You will need to do this initially and maybe in 3 years when the battery dies, but it's not that difficult.
posted by H21 at 12:18 PM on April 25, 2018


Different radiators put out different amounts of heat, so some rooms can be too hot and others can be too cold.

This part of the problem is actually not that hard to solve if the too-hot and too-cold rooms are always the same ones.

If the room radiators are really oldschool and don't have any form of flow rate adjustment (i.e. valves for the heating water or baffles for the room air) then you can just selectively insulate part of the radiators in the too-hot rooms, and set your thermostat to get the temperature right in the too-cold ones. Depending on the design of the radiators, insulating them might be as simple as partial wrapping in a blanket.
posted by flabdablet at 12:37 PM on April 25, 2018


It's also worth considering investing in thermostatic radiator valves for all of your radiators - it'll solve the problems of some rooms being too hot and some too cold, and they're fairly affordable (<£10 each).
posted by A Robot Ninja at 12:57 PM on April 25, 2018 [1 favorite]


If I am understanding correctly, this is a single loop hot water system. The hot water is circulated in a series circuit through all the radiators. There is no way to regulate the flow through individual radiators since the flow is the same through all the radiators.

Insulating individual radiators is a possibility.
posted by H21 at 1:07 PM on April 25, 2018 [1 favorite]


There are valves for hot water radiators that can be set at a desired temperature. The valve throttles the amount of water admitted into the radiator.

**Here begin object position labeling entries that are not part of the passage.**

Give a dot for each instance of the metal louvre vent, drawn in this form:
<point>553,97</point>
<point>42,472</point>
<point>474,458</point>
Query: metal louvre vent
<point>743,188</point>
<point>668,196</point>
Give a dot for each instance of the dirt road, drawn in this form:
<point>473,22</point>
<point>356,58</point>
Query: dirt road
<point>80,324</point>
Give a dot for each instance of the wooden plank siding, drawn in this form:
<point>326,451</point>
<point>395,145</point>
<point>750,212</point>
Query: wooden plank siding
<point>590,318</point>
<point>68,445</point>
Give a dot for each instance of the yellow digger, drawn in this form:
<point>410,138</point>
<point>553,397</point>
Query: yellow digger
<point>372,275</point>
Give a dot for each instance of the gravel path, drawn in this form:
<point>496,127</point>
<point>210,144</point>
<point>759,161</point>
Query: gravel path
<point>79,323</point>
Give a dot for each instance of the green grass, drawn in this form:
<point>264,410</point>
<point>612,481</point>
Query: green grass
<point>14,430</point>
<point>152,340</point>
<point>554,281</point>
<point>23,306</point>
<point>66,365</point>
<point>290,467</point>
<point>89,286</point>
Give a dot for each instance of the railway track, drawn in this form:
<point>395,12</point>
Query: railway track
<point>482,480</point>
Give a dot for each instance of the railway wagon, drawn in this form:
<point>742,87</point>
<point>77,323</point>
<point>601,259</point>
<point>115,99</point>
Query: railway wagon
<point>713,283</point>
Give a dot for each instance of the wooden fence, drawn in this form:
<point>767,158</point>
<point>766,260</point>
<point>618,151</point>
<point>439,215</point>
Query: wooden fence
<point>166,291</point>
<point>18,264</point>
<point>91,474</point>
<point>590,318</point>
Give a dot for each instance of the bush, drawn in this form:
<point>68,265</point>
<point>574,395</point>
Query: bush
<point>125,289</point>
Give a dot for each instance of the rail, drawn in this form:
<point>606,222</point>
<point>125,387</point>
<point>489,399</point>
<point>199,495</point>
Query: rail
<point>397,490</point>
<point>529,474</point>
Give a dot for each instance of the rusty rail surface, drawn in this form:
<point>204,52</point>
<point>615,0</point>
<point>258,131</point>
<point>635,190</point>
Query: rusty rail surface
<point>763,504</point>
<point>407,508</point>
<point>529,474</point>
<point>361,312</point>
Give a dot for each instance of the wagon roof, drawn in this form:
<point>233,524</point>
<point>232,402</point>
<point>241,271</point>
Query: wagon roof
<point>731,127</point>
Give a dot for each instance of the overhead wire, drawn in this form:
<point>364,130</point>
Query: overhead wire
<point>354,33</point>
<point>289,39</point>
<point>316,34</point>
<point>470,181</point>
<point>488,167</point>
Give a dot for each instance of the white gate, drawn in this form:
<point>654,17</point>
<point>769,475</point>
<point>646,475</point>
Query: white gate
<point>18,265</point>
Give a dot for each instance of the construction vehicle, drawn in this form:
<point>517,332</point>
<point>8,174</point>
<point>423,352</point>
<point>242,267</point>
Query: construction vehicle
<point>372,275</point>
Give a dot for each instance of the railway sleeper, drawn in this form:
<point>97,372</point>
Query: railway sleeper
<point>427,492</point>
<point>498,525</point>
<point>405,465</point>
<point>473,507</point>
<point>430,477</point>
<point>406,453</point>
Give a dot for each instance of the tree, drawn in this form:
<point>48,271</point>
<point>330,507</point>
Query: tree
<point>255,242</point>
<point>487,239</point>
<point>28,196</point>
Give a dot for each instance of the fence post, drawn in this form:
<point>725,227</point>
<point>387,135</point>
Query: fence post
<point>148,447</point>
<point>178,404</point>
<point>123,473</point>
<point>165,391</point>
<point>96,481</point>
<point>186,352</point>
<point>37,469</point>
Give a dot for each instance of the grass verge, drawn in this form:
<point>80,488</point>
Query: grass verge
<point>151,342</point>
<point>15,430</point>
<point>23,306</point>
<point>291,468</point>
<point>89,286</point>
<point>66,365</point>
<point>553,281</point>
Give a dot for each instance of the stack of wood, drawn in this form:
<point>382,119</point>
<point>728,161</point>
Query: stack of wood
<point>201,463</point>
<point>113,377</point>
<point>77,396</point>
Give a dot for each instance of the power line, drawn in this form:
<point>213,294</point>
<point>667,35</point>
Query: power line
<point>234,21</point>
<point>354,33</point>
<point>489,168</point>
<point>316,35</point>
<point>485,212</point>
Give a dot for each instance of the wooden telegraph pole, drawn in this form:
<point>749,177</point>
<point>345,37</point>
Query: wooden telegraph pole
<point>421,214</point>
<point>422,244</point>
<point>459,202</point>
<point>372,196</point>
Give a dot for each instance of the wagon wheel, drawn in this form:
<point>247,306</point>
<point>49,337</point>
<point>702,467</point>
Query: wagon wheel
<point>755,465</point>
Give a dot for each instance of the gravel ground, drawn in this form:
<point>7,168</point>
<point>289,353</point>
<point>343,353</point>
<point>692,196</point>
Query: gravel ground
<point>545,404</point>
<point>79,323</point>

Best way to set this up is to have the thermostat in a room that does not have a radiator (hallway) or at least, is centrally located. (Radiators are usually found on exterior walls, since that's how cold from outside makes it inside.)
The thermostat will only call for heat during the times of day that you want it warmer. If there's no call for heat, there's no hot water for the individual valves to admit, so it doesn't matter if they're wide open.

I would be extremely surprised if the system were set up in series (as mentioned by H21). Even the Dead Men of old who designed the systems needed to shut off one room or another, independent of the whole system.

Another thing to note: make sure there is, if not a whole radiator cover, at least a reflective sheet behind each radiator. The difference is amazing.
posted by notsnot at 2:00 PM on April 25, 2018


I use a Nest with all the pseudo-smart stuff turned off. Gives me a nice big readable temperature, turn the knob to change it. Also I can change temperature it from an app on my phone while in bed, or from anywhere.
posted by w0mbat at 4:18 PM on April 25, 2018


I have the same kind of heating system and an older Nest. It's been great and waking up to a warm house is wonderful. It does seem to be able to figure out how early it needs to turn on to make that happen.